MELUNCANLAR’IN TÜRK SOYUNDAN GELDİKLERİNE DAİR BENZERLİKLER NELERDİR
Brent
Kenndey ve Mehmet Topçak’ın karşılıklı görüşerek ortaya çıkardıkları
benzerlikler şunlardır:
1)
Meluncanlar’ın dokudukları kilim ve battaniyelerin desenleriyle Türk motifleri
arasında büyük benzerlikler vardır.
2)
Amerika’da bilinmeyen ve yenilmeyen bulgurun çeşitli yemeklerini yapmaktadırlar
ve bulgura ‘bulcur’ demektedirler.
3)
Yine Amerika’da pek tercih edilmeyen kuzu ve koyun eti yemektedirler.
4)
Nazar değmesin diye tahtaya vurup kulak çekmektedirler.
5)
‘sus’ karşılığı olarak ‘şuş demektedirler.
6)
Doyduklarını belirtmek için çenelerinin altına ellerinin tersiyle birkaç kez
dokunmaktadırlar.
7)
Sünnet olmaktadırlar.
8
) Siftah yapınca parayı sakallarına sürmektedirler.
9)
Birbirleriyle karşılaşınca kucaklaşıp Türkler gibi elle sırta vurmaktadırlar.
10)
Amerika’da hiç olmayan erkeklerin birbirleriyle öpüşme adetleri vardır.
11)
Kendi halk oyunlarında bizim atalarımızla aynı olan dansları vardır.
12)
Kanun ve kemençe benzeri sazları vardır.
13)
Üzülünce dertlerini dağıtmak için ‘ne gam’ yerine ‘ne gami’ diyorlar.
14)
Yemekleri bizimkiler gibi soğanlı salçalı ve baharatlı pişiriyorlar.
15)
Hayır yerine bazen bizdeki gibi ‘cık’ sesi çıkarıyorlar.
16)
Aile bağları bizdeki gibi kuvvetli.
17)
Brent Kennedy’nin dedesine ait asanın tutacak yeri sekizgen şeklinde olup bunun
içindeki daire şeklinin içinde de bayrağımızdaki ay ve önünde de artı işareti
var. Bu yıldızı da temsil edebilir Hristiyanlığın haçını da temsil edebilir.

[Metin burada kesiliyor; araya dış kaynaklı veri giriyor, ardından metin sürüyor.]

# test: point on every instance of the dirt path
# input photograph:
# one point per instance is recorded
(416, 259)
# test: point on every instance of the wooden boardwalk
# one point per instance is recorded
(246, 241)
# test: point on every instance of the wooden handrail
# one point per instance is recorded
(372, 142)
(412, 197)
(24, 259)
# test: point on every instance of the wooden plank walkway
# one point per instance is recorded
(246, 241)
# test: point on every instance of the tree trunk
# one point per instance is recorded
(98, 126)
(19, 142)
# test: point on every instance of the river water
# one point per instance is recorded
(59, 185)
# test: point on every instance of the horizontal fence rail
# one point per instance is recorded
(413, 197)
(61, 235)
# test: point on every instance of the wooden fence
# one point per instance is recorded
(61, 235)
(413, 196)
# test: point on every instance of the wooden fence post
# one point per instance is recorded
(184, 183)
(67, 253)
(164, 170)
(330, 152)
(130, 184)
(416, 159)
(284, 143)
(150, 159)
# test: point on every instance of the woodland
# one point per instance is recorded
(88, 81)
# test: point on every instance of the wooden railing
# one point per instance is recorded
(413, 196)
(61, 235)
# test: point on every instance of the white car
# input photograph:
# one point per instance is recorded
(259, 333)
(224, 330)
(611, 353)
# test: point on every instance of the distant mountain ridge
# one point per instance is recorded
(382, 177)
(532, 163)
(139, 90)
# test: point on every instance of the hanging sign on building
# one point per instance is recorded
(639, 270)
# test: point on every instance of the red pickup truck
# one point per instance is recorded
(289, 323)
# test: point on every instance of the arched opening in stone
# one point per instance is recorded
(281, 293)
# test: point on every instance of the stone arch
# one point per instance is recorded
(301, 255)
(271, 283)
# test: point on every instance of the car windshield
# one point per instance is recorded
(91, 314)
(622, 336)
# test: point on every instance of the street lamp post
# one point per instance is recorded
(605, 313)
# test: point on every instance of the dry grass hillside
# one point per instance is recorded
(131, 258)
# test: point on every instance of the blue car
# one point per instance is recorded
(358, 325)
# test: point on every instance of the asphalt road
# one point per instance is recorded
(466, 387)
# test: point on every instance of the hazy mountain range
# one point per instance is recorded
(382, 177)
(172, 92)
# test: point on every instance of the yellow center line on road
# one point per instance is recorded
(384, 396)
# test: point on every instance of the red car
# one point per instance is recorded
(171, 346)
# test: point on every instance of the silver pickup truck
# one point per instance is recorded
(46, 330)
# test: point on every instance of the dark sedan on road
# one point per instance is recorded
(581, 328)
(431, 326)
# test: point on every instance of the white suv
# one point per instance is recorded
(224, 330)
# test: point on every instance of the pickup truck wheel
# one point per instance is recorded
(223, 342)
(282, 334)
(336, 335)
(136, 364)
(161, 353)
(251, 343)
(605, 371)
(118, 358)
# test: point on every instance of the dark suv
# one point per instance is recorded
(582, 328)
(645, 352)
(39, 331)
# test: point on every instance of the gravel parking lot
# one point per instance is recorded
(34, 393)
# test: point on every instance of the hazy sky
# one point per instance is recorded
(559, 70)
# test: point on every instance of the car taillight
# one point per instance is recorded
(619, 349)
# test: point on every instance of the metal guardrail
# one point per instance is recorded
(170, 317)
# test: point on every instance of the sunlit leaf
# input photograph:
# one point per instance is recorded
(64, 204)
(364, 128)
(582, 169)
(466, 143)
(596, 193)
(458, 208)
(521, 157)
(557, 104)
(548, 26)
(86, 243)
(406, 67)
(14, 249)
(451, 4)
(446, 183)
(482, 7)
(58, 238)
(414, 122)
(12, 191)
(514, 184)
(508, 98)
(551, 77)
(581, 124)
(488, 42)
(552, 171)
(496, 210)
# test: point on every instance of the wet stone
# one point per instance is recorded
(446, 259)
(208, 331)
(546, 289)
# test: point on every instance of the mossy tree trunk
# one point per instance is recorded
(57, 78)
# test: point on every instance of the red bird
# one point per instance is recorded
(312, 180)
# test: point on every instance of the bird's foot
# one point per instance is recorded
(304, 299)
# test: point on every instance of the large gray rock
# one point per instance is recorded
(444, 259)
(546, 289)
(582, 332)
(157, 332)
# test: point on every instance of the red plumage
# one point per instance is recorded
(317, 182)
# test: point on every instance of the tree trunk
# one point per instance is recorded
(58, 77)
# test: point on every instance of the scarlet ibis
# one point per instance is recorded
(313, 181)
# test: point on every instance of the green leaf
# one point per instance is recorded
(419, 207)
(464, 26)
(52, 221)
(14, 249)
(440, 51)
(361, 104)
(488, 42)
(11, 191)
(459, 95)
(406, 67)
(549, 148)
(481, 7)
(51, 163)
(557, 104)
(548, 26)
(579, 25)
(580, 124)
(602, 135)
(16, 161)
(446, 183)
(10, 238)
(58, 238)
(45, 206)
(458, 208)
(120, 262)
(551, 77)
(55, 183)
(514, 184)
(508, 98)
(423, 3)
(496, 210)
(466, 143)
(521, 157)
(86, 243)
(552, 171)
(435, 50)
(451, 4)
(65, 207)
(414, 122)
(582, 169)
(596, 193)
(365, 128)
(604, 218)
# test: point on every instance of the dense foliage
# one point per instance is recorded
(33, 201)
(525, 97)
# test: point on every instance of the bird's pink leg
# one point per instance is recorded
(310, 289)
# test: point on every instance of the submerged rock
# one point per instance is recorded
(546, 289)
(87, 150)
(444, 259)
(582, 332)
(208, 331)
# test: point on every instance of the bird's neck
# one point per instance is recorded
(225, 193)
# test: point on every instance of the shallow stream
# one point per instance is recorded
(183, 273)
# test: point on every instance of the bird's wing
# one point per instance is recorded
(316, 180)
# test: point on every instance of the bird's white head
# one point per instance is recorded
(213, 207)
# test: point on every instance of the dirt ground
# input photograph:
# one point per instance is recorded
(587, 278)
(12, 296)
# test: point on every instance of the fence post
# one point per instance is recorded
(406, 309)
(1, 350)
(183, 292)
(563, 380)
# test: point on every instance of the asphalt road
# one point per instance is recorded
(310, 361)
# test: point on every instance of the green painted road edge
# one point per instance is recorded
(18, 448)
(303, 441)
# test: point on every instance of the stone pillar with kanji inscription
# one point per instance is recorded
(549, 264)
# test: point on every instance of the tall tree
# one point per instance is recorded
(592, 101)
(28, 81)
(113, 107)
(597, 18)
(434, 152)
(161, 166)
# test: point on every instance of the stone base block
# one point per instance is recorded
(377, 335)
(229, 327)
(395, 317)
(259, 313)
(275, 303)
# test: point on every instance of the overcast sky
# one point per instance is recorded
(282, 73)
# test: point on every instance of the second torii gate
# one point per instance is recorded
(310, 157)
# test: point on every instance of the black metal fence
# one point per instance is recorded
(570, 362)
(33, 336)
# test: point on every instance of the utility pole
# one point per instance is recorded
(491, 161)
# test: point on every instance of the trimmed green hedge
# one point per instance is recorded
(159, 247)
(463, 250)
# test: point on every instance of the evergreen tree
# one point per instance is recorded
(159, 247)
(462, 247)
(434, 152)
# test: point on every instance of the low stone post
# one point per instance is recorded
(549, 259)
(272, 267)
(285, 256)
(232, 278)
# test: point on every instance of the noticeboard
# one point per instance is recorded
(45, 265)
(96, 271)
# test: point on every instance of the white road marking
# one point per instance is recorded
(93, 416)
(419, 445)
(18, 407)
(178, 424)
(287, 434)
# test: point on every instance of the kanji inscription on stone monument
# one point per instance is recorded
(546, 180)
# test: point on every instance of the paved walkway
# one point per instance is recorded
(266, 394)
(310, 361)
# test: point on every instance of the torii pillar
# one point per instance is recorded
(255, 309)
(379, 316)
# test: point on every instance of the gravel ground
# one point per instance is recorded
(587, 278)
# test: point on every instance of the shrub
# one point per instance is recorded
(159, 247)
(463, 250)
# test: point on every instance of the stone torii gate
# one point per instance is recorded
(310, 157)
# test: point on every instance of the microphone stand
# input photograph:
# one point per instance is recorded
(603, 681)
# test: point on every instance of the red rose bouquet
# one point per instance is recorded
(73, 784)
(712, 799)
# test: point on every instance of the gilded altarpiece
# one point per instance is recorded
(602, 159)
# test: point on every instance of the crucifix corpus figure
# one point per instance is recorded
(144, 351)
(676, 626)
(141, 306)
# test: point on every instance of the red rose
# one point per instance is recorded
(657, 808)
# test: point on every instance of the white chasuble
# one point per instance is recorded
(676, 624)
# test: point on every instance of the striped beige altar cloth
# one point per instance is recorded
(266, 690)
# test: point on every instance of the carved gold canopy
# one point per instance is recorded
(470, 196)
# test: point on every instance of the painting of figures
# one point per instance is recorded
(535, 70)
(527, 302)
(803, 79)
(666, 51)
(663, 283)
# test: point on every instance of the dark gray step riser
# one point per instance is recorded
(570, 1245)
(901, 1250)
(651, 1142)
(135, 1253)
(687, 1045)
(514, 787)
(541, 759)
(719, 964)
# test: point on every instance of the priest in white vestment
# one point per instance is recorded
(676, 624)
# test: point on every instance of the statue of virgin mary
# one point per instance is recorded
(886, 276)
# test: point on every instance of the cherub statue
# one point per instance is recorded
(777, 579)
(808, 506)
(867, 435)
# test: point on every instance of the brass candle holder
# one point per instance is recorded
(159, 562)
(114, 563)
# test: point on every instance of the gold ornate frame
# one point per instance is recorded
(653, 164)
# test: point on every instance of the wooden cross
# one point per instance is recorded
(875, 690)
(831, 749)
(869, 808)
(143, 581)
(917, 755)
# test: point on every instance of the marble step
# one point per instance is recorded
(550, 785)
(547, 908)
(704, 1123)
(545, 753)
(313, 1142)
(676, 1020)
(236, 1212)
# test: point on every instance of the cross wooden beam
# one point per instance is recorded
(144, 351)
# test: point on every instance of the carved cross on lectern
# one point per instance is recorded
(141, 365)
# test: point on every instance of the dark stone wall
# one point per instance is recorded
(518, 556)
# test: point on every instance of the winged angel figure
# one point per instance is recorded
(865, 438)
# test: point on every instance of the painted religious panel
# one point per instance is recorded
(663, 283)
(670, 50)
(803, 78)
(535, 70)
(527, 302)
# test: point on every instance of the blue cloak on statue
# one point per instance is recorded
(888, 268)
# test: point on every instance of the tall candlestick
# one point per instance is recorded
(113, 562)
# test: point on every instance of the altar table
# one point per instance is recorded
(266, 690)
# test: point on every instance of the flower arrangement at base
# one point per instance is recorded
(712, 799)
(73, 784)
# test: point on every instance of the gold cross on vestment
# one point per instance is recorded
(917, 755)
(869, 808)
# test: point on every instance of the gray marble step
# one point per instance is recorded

Zaten Barbaros Hayrettin Paşa’nın donanma bayrağında da semai üç dini temsil
eden ay, haç ve Museviliğin sembolü altıgen yıldız bulunmaktadır. Ayrıca Meluncanlar
hiçbir Hristiyan mezhep ve kilisesine bağlı değildir ve iyi bir Hristiyan
olarak sayılmamaktadırlar.
18)
Eskiden güneye dönerek günde beş vakit yere çömelip kalkıp bazı hareketler yaptıkları
söyleniyor. Bunu en mantıklı açıklaması olarak önceleri namaz kıldıkları daha
sonraları asimilasyon neticesinde dini unuttukları düşünülmektedir.
19)
Leventlerin kızlarıyla evlendikleri Kızılderili kabilelerinin birinin şefi
başına İngilizcesi ‘turban’ olan sarık takarmış.
20)
Eskiden kadınlar bizde de olduğu gibi erkeklerin arkasından yürürmüş.
21)
Misafirperverlikleri de aynı biz de olduğu gibidir.
22)
Fiziksel özellikleri de Türklere çok benzemektedir.